The water that runs out of the tap in our kitchens is the accepted source of drinking water for most Americans and residents of other advanced economies with modern public infrastructures. In the interest of public health and safety, that water has been subjected to some kind of chemical treatment and additives (e.g., chlorine, fluoride) by the governmental agencies or private companies that provide the water to homes, businesses and public spaces.

Most Americans take drinking water safety for granted. Disturbing stories of unsafe public drinking water – like the lead contamination of the Flint, Michigan municipal water after a 2014 switch to using the Flint River as the water source – have been the exception in the U.S.

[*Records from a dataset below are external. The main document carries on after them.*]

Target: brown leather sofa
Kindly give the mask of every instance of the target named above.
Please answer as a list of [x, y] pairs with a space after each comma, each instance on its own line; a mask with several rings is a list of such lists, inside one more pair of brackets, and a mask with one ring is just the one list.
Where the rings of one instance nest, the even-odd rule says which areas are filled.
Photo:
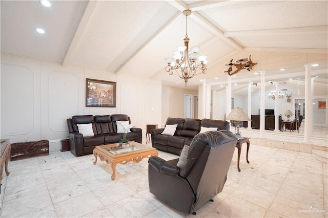
[[[113, 115], [78, 115], [67, 119], [67, 126], [69, 133], [69, 140], [71, 152], [75, 156], [92, 154], [96, 146], [118, 142], [122, 139], [122, 134], [117, 133], [117, 121], [129, 121], [128, 115], [116, 114]], [[78, 132], [77, 124], [92, 124], [94, 136], [84, 137]], [[127, 134], [127, 139], [139, 143], [142, 141], [142, 129], [131, 128], [131, 132]]]
[[229, 122], [225, 120], [209, 119], [189, 119], [169, 117], [165, 125], [178, 124], [173, 136], [161, 134], [163, 128], [153, 129], [151, 130], [152, 145], [158, 150], [177, 155], [185, 144], [189, 145], [193, 138], [200, 131], [200, 127], [217, 127], [217, 130], [229, 130]]
[[223, 189], [236, 143], [229, 131], [200, 133], [190, 144], [181, 168], [176, 166], [178, 159], [150, 157], [150, 192], [178, 210], [195, 212]]

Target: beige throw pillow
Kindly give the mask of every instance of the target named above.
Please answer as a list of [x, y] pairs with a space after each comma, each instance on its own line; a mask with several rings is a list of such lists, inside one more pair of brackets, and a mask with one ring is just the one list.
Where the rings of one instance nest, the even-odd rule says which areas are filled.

In recent decades, there has been an increase in U.S. sales of bottled sparkling or still water, as Americans have shown a preference for what was common (and often necessary) in other countries. Although the environmental impact of the bottles and the possibility that the plastic in the bottles may leach chemicals into the bottled water has caused some pushback on the acceptance of bottled water, it is generally accepted as safe drinking water. Bottled water is either drawn from natural sources (glaciers, springs, artesian wells, mineral springs) and then subjected to a filtration process to improve taste, smell and color; or it is drawn from local public water supplies and purified (by either distillation, deionization or reverse osmosis). The attraction of consumers for bottled water is rooted in personal convenience, healthy lifestyles and, for some, considerations of overt displays of consuming top brands.

Given the abundance of safe drinking water, experts are very alarmed at the recent trend for consuming “raw water” in the United States. Companies are bottling and selling water from sources that are no different from the water sources that people in other countries must rely on because there is not any, or at least not an adequate, supply of safe drinking water. As a consequence, reliance on such water supplies in those countries leads to severe health consequences, including serious disease and even death.

Sales of “raw water” fly in the face of common sense and the established science. Those who collect, market, sell, and consume raw water emphasize that it is “natural” with minerals that public water systems may be removing. However, “raw water” is also likely to include bacteria or perhaps chemicals that are unsafe for human consumption.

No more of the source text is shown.